How is RPL13 involved in disease processes beyond viral infections?

RPL13's involvement in disease extends beyond viral infections to several pathological conditions:

Research into these areas is ongoing, with emerging evidence supporting RPL13's multifaceted roles in health and disease beyond its canonical ribosomal function.

What technological advances have improved our understanding of RPL13 structure and function?

Recent technological developments have significantly enhanced our understanding of RPL13:

• Cryo-electron microscopy: High-resolution structures of ribosomes have revealed the precise positioning of RPL13 within the ribosomal complex and its interactions with ribosomal RNA and neighboring proteins .

• CRISPR-Cas9 gene editing: This technology has enabled precise manipulation of RPL13 expression and sequence in various cellular contexts, facilitating functional studies with unprecedented specificity.

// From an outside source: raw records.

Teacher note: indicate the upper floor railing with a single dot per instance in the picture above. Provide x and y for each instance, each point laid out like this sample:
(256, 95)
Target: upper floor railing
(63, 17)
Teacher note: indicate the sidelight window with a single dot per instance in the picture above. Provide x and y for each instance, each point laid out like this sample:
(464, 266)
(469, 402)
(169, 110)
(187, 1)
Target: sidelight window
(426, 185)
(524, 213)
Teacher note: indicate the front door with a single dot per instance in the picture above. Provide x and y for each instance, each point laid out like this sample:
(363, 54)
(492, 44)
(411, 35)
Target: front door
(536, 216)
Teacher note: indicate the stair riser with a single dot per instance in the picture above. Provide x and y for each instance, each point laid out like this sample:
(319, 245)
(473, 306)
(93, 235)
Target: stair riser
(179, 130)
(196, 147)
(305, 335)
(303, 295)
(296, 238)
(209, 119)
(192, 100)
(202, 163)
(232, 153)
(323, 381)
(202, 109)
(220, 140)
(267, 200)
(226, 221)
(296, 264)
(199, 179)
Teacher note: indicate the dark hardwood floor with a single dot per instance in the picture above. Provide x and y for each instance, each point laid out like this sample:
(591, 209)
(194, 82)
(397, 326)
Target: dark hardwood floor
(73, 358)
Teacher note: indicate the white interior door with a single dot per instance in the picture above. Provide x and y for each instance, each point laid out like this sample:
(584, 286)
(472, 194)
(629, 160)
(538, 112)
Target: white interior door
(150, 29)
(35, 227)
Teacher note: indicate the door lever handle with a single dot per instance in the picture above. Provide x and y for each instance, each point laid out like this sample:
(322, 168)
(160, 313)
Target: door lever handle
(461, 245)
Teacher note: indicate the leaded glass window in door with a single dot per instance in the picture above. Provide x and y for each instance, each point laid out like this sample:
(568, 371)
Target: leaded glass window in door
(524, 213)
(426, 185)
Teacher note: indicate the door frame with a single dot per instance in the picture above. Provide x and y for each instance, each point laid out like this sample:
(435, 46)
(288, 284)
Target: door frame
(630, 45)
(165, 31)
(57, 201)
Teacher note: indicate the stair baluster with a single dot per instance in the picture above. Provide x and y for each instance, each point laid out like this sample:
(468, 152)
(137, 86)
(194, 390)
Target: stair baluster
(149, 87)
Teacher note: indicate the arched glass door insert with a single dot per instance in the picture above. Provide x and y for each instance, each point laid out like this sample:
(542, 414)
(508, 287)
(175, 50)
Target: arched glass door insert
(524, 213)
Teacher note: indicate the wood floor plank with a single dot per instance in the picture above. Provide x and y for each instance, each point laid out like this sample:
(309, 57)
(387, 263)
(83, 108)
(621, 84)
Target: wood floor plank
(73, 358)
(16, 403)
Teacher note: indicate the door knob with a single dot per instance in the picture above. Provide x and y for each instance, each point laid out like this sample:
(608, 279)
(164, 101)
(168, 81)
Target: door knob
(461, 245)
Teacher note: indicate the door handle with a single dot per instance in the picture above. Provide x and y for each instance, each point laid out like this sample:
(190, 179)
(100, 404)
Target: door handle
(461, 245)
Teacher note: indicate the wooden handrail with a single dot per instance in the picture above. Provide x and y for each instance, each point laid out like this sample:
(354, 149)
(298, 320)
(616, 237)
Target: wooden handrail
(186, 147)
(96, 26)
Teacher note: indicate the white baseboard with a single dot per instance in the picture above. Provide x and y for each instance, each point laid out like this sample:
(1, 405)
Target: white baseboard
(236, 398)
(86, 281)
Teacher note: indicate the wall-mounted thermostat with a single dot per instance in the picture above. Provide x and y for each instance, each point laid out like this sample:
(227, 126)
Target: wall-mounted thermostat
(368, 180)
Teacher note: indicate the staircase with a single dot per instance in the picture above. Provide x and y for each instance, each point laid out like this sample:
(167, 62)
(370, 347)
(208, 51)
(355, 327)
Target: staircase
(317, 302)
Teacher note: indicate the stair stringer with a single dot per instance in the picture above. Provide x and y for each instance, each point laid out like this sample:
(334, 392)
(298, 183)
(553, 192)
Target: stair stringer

• Ribosome profiling: This technique provides genome-wide information on ribosome positioning on mRNAs, helping to elucidate how alterations in RPL13 affect translation globally.

• Cell-free expression systems: Advanced systems like ALiCE® have improved the production of recombinant RPL13 for structural and functional studies .

• Proteomics approaches: Mass spectrometry-based techniques have enabled comprehensive analysis of RPL13's post-translational modifications and interaction partners under various conditions.

These technological advances continue to expand our understanding of RPL13's multifaceted roles in cellular processes.

What are the implications of RPL13's extraribosomal functions for therapeutic development?

The discovery of RPL13's extraribosomal functions opens new avenues for therapeutic development:

• Antiviral strategies: Understanding how RPL13 contributes to antiviral immunity and how viruses counteract this activity could inform the development of novel antiviral therapies. For example, preventing the interaction between FMDV 3C protease and RPL13 might enhance natural antiviral defenses .

• Immunomodulatory approaches: RPL13's role in regulating inflammatory cytokines suggests potential applications in controlling excessive inflammation in conditions like autoimmune diseases or sepsis.

• Cancer therapeutics: The differential expression of RPL13 in benign versus malignant breast tissue suggests potential diagnostic or therapeutic applications in cancer .

• Targeted protein degradation: Novel approaches like PROTACs (proteolysis targeting chimeras) could potentially be designed to selectively modulate RPL13 levels or functions in specific disease contexts.

• Structure-based drug design: Detailed structural information about RPL13 and its interaction partners could facilitate the design of small molecules that selectively modulate these interactions.

These potential therapeutic applications highlight the importance of continued research into RPL13's diverse functions.